Again, hard to say between these, I prefer the Neewer, but only because it's a little darker on the shadows.


Finally, testing TTL just shooting in my basement-On camera, pointed straight ahead:











The Nikon seemed to consistently underexpose these shots and the coverage is uneven in the frame, the edges were always vignetted.



One neat positive with the Neewer VK750 when using the YN622: the Neewer actually displays the camera/flash settings. If I change the shutter speed and aperture on the camera I can instantly see the change on the flash.  The Nikon only displays the distance to subject.  this makes it nice to quickly double check your camera settings with a large display, especially for those with cameras without an LCD.

One low: the zoom motor is loud.

I'll test more later, like HSS.  If there are any other types of comparisons you'd like to see just let me know.

I bought that SB-700 refurbished from B&H in 2011 for $300.  Compared to a $53 flash with more features, it's getting a good run for its money.

For relativity of that statement, I purchased a Bower SFD926N Digital Autofocus Power Zoom TTL / i-TTL Flash trying to cheap out before I got the SB700 for $150.  I had to return it--it hardly even worked.


----------



## fotomonkey

Hurry up and finish your tests. I was about to buy some Yongnuos.


----------



## tirediron

How does build-quality stack up?


----------



## Braineack

Besides the loud zoom motor it seems nice.  My sb700 feels cheap and flimsy comparitively.  The swivel and tilt is very tight and solid. 

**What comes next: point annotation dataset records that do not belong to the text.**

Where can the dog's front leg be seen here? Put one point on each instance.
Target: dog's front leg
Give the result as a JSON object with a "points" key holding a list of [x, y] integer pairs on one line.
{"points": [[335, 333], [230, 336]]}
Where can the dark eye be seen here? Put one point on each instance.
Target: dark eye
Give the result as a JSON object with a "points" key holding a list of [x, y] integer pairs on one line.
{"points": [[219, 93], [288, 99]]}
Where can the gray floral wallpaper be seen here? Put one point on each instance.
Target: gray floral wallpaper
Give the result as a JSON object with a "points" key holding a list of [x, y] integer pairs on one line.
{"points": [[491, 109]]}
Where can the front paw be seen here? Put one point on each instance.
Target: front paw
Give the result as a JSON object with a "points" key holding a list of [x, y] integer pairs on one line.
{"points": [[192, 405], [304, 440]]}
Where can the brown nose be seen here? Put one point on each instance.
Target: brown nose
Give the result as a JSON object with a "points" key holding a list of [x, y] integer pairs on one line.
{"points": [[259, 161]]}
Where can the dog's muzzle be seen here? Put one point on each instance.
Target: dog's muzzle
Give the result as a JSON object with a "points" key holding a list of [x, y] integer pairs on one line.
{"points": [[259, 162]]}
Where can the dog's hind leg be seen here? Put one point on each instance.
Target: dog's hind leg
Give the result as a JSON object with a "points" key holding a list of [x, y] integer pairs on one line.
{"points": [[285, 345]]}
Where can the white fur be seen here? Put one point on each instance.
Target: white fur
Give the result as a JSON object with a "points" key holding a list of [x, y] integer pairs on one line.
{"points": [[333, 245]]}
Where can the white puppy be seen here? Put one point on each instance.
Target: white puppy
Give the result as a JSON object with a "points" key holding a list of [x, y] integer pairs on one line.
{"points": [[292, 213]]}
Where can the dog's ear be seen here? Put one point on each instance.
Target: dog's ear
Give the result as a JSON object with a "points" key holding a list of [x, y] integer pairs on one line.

I'm sure the body is a mold from some nikon, maybe the sb900

It has a pilot button but you can also just push the status light, I found that funny.

using tapatalk.


----------



## Ted Evans

Braineack said:


> Since getting the YN622TX controller and YN622 TTL triggers I decided I wanted a second TTL flash so I could control both when shooting with my flashes.  Since I've had good luck with my YN560II I was going to go with a YN565EX.
> 
> I heard about this Neewer VK750II for $53 on amazon and figured, "what the hey!"
> 
> It gets good reviews, can do TTL and HSS, and has a PC sync port, a power port as well as beam assist, something the SB700 nor the YN565EX have.
> 
> Out of the box it seems well built, VERY easy to use, and seems to work well with my D600.
> 
> I can get into more specifics later, but I decided to put it up against my SB700 in various situations to see how it could handle TTL tasks.  So let's dive in:.



A lot of work and very informative, very much appreciated.


----------



## qleak

Can you do a color test to see how well it matches the sb700? Maybe grid or snoot them up to make it possible to tell apart?

Does it have an optical slave?


----------



## Braineack

Yes, optical slave.  Says wireless trigger too, but unsure what triggers it.  The manual is so funny.  I'm lolling reading it.  Edit: the wireless trigger is the optical slave.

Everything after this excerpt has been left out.